I woke before my alarm. I heard the rumble of thunder and rolled over to find Duke snuggled up to my back. He would never be a guard dog. He feared both thunderstorms and the vacuum cleaner. Neither one had ever done anything to him, but try explaining that to your dog.

“Hey, Buddy. You okay?” I asked, and he beat his big tail on the bed in response.

I swear Labs have no feeling in their tails. He’d cleared off a coffee table or knocked over a baby with it a time or two. I reached over his body so I could scratch his chest.

While I loved-up my hound, I reflected on what had occurred the last two days after we’d won the baseball tournament. On Monday, my parents and I had flown out to LA and met with Frank Ingram and his partners, Heidi Dicar and Summer Clarkson. Caryn had joined us, along with Jack Mass.

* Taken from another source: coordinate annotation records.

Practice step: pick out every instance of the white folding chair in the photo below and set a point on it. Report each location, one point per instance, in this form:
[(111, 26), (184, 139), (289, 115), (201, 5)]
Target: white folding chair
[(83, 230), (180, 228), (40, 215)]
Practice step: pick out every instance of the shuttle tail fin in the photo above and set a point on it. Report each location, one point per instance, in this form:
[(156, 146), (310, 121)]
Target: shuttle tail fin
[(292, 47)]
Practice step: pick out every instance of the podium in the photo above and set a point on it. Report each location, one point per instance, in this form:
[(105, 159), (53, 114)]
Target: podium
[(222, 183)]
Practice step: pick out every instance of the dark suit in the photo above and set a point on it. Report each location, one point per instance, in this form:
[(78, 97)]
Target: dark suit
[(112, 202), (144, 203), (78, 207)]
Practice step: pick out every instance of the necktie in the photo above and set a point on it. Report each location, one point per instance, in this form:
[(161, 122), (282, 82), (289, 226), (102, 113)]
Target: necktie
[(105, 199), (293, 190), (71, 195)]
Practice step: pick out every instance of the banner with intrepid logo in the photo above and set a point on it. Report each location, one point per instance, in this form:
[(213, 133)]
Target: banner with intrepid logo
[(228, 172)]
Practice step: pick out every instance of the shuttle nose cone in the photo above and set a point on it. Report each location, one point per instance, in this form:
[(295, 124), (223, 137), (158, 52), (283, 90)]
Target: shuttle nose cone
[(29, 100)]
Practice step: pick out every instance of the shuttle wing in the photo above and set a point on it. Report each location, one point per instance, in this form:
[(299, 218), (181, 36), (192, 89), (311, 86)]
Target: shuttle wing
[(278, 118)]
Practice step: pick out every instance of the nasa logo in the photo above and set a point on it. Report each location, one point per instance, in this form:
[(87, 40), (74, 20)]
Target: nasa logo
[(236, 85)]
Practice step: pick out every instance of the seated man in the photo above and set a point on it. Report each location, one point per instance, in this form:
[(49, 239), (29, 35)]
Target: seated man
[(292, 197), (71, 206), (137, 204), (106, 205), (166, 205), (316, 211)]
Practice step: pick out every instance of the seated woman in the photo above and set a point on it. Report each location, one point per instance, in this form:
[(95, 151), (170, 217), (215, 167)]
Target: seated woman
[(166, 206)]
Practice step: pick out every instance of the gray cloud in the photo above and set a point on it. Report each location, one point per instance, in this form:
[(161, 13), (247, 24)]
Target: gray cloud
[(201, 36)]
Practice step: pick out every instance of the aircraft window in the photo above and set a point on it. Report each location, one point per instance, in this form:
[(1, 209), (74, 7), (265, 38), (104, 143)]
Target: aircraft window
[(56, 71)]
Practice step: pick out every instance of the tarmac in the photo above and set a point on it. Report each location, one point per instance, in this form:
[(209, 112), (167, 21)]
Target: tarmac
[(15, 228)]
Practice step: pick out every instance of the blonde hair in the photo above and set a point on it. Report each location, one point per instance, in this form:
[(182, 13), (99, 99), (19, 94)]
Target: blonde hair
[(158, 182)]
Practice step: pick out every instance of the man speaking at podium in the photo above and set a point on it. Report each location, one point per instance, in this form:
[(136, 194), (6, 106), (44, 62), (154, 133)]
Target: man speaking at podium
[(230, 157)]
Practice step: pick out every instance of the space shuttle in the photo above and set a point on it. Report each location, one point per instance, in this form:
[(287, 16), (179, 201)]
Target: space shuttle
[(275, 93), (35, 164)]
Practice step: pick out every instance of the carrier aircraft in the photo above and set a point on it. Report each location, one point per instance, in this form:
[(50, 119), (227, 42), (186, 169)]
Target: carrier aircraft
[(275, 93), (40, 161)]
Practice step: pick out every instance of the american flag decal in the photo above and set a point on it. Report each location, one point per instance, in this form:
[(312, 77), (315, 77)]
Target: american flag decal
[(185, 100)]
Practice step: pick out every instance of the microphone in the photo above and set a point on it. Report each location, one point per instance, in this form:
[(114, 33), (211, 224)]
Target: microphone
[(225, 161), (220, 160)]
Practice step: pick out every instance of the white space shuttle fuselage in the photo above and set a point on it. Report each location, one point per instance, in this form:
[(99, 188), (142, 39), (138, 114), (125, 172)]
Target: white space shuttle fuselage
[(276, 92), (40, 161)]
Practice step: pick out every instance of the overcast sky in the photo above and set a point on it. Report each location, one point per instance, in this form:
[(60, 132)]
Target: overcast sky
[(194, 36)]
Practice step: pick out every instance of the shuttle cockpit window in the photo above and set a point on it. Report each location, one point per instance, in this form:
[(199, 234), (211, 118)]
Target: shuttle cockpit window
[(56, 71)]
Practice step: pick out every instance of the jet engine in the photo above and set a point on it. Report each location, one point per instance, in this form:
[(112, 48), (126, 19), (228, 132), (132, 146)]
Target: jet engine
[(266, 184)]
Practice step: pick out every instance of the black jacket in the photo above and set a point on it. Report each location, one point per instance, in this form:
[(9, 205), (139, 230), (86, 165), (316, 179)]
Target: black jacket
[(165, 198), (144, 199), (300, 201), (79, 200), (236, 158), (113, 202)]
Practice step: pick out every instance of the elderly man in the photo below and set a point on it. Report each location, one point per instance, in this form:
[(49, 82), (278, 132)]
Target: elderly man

The plan was to join our three companies together to offer wealth management solutions. I’d found that I had to go to multiple companies to get what I needed. It made sense to be able to offer everything at one stop.

Frank Ingram’s company would handle PR, Jack Mass had investments, and mine did personal management. In the end, we’d worked out a deal that worked for everyone. Important to me was that my local business concerns were separated out. These included my interest in the farms, restaurants, strip mall, and real estate company. My personal endeavors that covered making movies, voice work, and modeling I put into a separate company since it only involved me.